Creature infernali divorano i dannati, miniatura di scuola francese tratta dall’Apocalisse di Cambrai, secolo XIII, Ms. 422. Cambrai, Francia, Biblioteca Municipale.
Creature infernali divorano i dannati, miniatura di scuola francese tratta dall’Apocalisse di Cambrai, secolo XIII, Ms. 422. Cambrai, Francia, Biblioteca Municipale.

"Essere gettati nella Geenna
dove il loro verme non muore
e il fuoco non si estingue.
Ognuno sarà salato col fuoco".


(Marco 9,47-49)

Questa frase di Gesù è, per il lettore moderno, un condensato di oscurità che cercheremo di dissolvere assumendone le singole componenti.
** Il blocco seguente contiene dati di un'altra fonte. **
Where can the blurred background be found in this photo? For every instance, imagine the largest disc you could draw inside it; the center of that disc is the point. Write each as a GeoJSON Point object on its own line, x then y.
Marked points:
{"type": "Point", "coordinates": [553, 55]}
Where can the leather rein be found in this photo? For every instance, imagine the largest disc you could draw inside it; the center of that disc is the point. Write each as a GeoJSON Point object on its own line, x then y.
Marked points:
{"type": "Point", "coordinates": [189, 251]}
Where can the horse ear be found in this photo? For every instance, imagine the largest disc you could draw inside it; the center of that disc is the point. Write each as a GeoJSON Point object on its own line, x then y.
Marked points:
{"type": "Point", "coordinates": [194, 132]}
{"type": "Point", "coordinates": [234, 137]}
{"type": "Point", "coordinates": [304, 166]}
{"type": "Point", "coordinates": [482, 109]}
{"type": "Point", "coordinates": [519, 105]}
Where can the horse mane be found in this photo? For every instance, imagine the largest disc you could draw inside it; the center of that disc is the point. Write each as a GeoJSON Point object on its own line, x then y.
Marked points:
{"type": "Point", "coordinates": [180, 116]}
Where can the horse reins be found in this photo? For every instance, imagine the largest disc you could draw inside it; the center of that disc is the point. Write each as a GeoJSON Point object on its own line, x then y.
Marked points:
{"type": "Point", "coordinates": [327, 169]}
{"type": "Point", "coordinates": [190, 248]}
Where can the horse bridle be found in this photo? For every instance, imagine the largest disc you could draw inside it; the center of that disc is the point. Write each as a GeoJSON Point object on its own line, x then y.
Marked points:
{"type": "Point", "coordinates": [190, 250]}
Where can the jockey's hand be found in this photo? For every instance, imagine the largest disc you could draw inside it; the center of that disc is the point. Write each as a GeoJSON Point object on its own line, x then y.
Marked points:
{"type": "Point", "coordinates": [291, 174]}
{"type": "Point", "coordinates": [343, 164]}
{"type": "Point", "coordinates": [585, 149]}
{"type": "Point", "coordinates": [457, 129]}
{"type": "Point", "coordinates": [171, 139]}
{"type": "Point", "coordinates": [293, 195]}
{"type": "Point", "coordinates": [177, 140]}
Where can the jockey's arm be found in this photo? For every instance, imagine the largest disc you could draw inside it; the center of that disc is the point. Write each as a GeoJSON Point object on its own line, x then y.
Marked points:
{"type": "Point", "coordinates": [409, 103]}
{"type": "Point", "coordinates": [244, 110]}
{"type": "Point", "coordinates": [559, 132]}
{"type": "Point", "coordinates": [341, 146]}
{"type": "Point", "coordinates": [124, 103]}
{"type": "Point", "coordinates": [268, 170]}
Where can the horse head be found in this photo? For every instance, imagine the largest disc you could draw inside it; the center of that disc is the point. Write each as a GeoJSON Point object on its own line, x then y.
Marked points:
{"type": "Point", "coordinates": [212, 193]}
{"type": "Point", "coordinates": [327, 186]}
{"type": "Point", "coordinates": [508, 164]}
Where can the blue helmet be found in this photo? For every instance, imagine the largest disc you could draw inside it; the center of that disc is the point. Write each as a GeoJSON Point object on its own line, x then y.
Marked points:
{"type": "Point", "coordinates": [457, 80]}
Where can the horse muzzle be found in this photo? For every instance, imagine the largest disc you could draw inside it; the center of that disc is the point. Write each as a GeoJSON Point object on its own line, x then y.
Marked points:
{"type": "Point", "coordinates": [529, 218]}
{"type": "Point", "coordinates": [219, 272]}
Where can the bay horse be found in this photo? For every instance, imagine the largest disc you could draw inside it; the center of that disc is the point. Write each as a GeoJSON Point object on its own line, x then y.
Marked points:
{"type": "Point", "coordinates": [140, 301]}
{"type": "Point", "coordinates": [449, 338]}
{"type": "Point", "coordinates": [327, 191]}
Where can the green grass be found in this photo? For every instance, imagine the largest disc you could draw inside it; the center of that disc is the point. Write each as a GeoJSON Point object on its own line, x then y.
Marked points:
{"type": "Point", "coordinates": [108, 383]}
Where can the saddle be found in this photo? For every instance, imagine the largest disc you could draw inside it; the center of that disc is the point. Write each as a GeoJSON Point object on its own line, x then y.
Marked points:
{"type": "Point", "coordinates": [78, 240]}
Partiamo dalla più facile, la Geenna.
Cristo sta denunciando il peccato dello scandalo che fa inciampare «questi piccoli che credono in me» (Marco 9,42), cioè chi è fragile nella fede e può essere facilmente messo in crisi.
Ebbene, lo scandalizzatore corre il rischio di essere gettato nella Geenna che era popolarmente divenuta un sinonimo di inferno. Ma che cos’era in sé, prima di diventare un simbolo della pena dei malvagi? Era una valle il cui nome topografico completo in ebraico era Ghe’-ben-Hinnon, ossia “valle del figlio di Hinnon”, deformato nel greco Gheenna, donde il nostro Geenna.

Ma come s’era acquistata questa triste fama? Secondo quanto riferiscono alcuni testi biblici (Geremia 19; 2Re 23,10), la valle era stata trasformata nella discarica di Gerusalemme, dato che si distendeva nella periferia ovest e sud dell’antica città. Là i rifiuti venivano inceneriti e là si compivano anche riti infami come i sacrifici di bambini, passati attraverso il fuoco, in onore del dio fenicio Molok, sacrifici proibiti dalla legge biblica (Levitico 18,21), eppure praticati anche da due re di Giuda, Acaz e Manasse. Facile era, quindi, considerare quel luogo impuro (sia materialmente sia religiosamente) come la sede della condanna degli empi, l’inferno dalle fiamme inestinguibili.

Si spiega, così, il fuoco che viene evocato nel prosieguo della frase attraverso una citazione del profeta Isaia, che nell’ultimo versetto del suo libro (66,24) descrive il giudizio divino su «coloro che si sono ribellati a me: il loro verme non morirà e il loro fuoco non si estinguerà ». Se l’immagine ignea è chiara per il nesso con la Geenna, che cos’è invece il “verme”? Il riferimento è a quelle larve che si sviluppano negli alimenti o nei vegetali, ma anche nei corpi malati creando infezioni, come confessa Giobbe: «Purulenta di vermi e di croste squamose è la mia carne» (7,5). Oppure come accadde al re Erode Agrippa, persecutore dei primi cristiani, che similmente al nonno Erode il Grande, morì «divorato dai vermi» (Atti 12,23).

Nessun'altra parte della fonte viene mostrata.